Der Haftungsbefreier: Die Bedenkenanzeige!
(beispielhaft: Oberlandesgericht Karlsruhe mit Urteil vom 10.12.2018 - 19 U 83/16)
Die Planung des Architekten muss in der Regel den Vorstellungen des Auftraggebers oder den Vorgaben anderer für den Auftraggeber tätiger Fachleute folgen. Problematisch wird dies, wenn diese Vorstellungen und Vorgaben die Planung des Architekten mangelhaft werden lassen, da gegen allgemein anerkannte Regeln der Technik verstoßen wird oder zwingend erforderliche Genehmigungen nicht eingeholt werden können oder mit der Planung überhaupt nicht vereinbar sind. Wenn der Architekt also vor der Entscheidung steht, dass die Fortsetzung seiner Planung nach den möglicherweise sogar rechtswidrigen Vorstellungen des Auftraggebers zu einem Planungsmangel führen würde, ist die Bedenkenanzeige die erste Wahl, um sich von seiner Haftung zu befreien.
Die Bedenkenanzeige ist ein Hinweis, den der Architekt an seinen Auftraggeber sendet. In diesem Hinweis teilt der Architekt seine Bedenken hinsichtlich einer Vorstellung oder Anweisung des Auftraggebers mit. Die Bedenkenanzeige ist zwar formfrei möglich. Um den Nachweis im Ernstfall führen zu können, sollte die Bedenkenanzeige jedoch immer schriftlich und mit Zugangsnachweis an den Auftraggeber verschickt werden (Beweisfunktion). In der Bedenkenanzeige muss der Sachverhalt so präzise und detailliert wie möglich beschrieben werden, sodass der Auftraggeber verstehen kann, warum die Anweisung, Vorgabe oder Vorstellung zu einer mangelhaften Planung oder sogar einem mangelhaften Bauwerk führen würde. Ferner sollte der Architekt aufzeigen, welche alternative Lösung angezeigt wäre, und den Auftraggeber zu einer Entscheidung auffordern, mit dem Hinweis, dass eine Haftung des Architekten ausscheidet, wenn der Auftraggeber an seiner ursprünglichen Vorstellung/Vorgabe festhält und die Planung oder das Bauwerk infolgedessen wie vorhergesagt mangelhaft wird (haftungsausschließendes Einverständnis).

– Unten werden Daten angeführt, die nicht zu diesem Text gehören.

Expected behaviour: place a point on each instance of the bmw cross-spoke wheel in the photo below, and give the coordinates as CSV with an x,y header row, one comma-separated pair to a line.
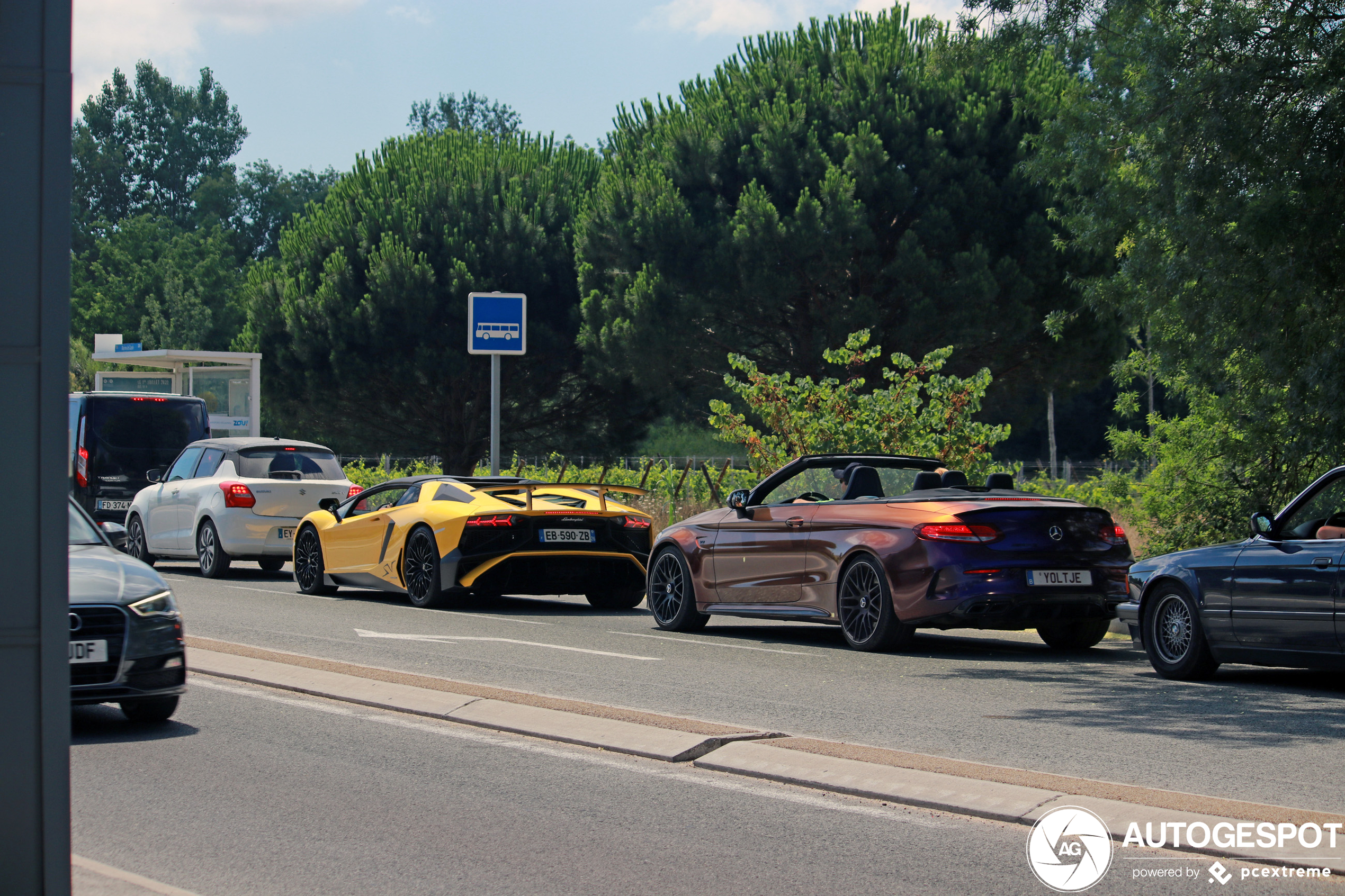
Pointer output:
x,y
420,570
868,618
308,563
1174,638
212,557
136,543
671,593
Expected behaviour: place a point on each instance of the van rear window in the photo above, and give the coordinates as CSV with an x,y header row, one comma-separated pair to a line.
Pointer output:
x,y
128,436
284,463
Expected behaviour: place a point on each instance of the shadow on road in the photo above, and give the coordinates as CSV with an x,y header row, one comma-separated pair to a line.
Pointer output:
x,y
104,725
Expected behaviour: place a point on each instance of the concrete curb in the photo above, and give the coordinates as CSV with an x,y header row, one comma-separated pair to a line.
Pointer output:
x,y
984,798
746,754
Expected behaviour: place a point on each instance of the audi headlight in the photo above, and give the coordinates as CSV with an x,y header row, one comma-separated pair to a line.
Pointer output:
x,y
158,605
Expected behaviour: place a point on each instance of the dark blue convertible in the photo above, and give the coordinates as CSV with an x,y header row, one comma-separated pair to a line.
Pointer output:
x,y
1273,600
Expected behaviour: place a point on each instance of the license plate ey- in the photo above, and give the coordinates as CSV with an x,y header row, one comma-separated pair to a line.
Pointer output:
x,y
568,537
1060,578
88,652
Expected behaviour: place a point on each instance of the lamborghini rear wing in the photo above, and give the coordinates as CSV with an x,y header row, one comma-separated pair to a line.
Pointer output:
x,y
600,488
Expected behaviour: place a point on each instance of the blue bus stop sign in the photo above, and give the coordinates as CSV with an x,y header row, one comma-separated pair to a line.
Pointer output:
x,y
497,324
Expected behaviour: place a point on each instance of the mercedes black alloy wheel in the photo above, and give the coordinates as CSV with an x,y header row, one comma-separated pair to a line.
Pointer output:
x,y
868,618
671,594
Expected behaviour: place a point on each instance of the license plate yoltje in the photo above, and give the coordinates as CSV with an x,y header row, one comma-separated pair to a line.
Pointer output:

Der Architekt wird jedoch nur dann von der Haftung befreit, wenn er dem Auftraggeber den Sachverhalt auch hinsichtlich der Folgen so erläutert, dass dieser ihn verstehen und das Risiko für sich sicher einschätzen kann. Verlangt der Auftraggeber von dem Architekten etwas, was eine erhebliche Gefahr für die öffentliche Sicherheit und Ordnung darstellt, müsste der Architekt diesen Sachverhalt auch an die jeweils zuständigen öffentlichen Stellen melden, sofern der Auftraggeber an seinen Vorgaben festhalten möchte.
Auf der anderen Seite sollte die Bedenkenanzeige nicht als Konfliktinstrument missbraucht werden. Unangemessene Bedenkenanzeigen erfordern vom Auftraggeber in einem Planungs- oder Bauvorhaben knappe Prüfungsressourcen, die an anderer Stelle besser eingesetzt werden könnten. Dadurch wird das Verhältnis und das Vertrauen des Auftraggebers in den Planer unnötig belastet, zumal es die Aufgabe des Architekten ist, mögliche Konflikte frühzeitig zu erkennen und zu lösen.
Der Fall, den das Oberlandesgericht Karlsruhe mit Urteil vom 10.12.2018 - 19 U 83/16 entschieden hat, kann als Lehrbuchbeispiel für die Anforderungen an Bedenkenanzeigen herangezogen werden. In diesem Fall hatte der Architekt zwar eine Bedenkenanzeige an den Auftraggeber gerichtet, jedoch nicht ausreichend über die Bedeutung und Tragweite der Fehlerhaftigkeit der Planung aufgeklärt. Hierzu hätte der Architekt über die damit verbundenen Risiken aufklären und belehren müssen.
Im Ergebnis sind die Anforderungen an haftungsausschließende Bedenkenanzeigen hoch und müssen in jedem Fall einzeln bewertet werden. Es ist auch wichtig, sich niemals allein auf die vermeintliche Sachkunde des Auftraggebers zu verlassen. Wird an der entscheidenden Stelle in der Bedenkenanzeige die Aufklärung zu kurz gefasst, kann sich der Auftraggeber möglicherweise darauf berufen, dass ihm die Folgen der Mangelhaftigkeit nicht bewusst waren. In einem solchen Fall verpufft der Effekt der Bedenkenanzeige, und der Architekt haftet vollständig.